You can turn off a test class or a test method. Previously, you had @Ignore annotation. If you want to disable a test under specified conditions, you must use an assumption.

‍

@DisplayName

You can have a custom display test name other than the method name.

‍

@RepeatedTest

Thanks to this annotation, you can repeat tests. Just remember not to use @Test annotation in this situation if you don't want to have an extra run.

Simple requests

Let's start with a simple request. We want to make a Get method to check if the API is responding.

@Test
    public void checkApiStatus(){
       given().
                baseUri("https://restful-booker.herokuapp.com").
                contentType("application/json").
       when().
                get("/booking").
       then().
                assertThat().statusCode(200);
    }

Let's go through the used keywords.

given() describes the initial condition for our request. In our example, we have a base URI and content type. We can also specify headers, path parameters, and request body.
when() describes a type of request and used endpoint.
then() describes how we want to validate a request result. In the example, we check the result code, which is expected to be 200. However, we can also check the whole result, like body, cookies, response headers, etc.

Let's make a post request.

@Test
    public void checkAuthToken(){
        String payload = """
                {
                    "username" : "admin",
                    "password" : "password123"
                }""";
        Response response =  given().
                baseUri("https://restful-booker.herokuapp.com").
                body(payload).
                contentType("application/json").
        when().post("/auth").
        then().
                log().all().
                extract().response();-
        var token = response.jsonPath().getString("token");
        assertThat(token).isNotEmpty();

    }

In this example, we generate a token that can be useful in handling post, update, and delete requests. As you can see, the test has a pre-defined body. We extract the token and assign it to the token variable. We then use an assertion from AssertJ to verify that the token is not empty. This token can be used in other requests. However, it is important to note that this is just a simple example. In reality, it is not recommended to store passwords in the code. Instead, they should be stored in a separate file for security reasons.

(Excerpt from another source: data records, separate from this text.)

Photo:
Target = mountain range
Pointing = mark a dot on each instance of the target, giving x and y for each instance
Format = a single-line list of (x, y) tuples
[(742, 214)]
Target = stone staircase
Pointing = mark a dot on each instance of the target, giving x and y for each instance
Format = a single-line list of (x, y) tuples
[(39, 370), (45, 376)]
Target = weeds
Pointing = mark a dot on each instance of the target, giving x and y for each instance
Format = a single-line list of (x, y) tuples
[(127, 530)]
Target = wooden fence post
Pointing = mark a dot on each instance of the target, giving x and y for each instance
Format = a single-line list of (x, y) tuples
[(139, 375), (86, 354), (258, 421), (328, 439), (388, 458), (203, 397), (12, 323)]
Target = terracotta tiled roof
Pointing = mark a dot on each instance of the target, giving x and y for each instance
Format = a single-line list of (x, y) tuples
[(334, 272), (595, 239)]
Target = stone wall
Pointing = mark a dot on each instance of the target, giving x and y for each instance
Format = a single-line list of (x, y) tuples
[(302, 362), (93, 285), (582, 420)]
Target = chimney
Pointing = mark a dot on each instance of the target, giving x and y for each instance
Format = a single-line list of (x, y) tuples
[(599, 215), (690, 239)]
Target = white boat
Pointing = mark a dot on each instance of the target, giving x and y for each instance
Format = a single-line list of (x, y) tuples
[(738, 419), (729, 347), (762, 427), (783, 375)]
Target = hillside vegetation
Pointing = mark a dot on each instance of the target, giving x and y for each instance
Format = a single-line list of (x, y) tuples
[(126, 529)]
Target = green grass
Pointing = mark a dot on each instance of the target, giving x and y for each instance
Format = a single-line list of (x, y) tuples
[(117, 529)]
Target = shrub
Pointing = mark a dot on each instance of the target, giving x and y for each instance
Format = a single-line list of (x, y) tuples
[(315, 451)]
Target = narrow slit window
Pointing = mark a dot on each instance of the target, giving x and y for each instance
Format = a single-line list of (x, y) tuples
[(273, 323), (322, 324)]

You can also get a list from the response body. The next test would execute another GET request, returning a list of IDs.

@Test
    public void checkGetBookingIds(){
        List *Integer* responseList = given().
                baseUri("https://restful-booker.herokuapp.com").
                contentType("application/json").
        when().get("/booking").
                then().
                extract().
                response().jsonPath().getList("bookingid");
        var sth = responseList;
        assertThat(responseList).isNotEmpty();
    }

Our response object is a list of elements with the "bookingId" attribute. This is an example answer:

[
    {
        "bookingid": 2274
    },
    {
        "bookingid": 3860
    },
    {
        "bookingid": 4319
    }
]

We've extracted the attribute's value in the test and saved it to the list. Thanks to the AssertJ method, we have checked if the list is empty. You can also use an assert method from Hamcrest.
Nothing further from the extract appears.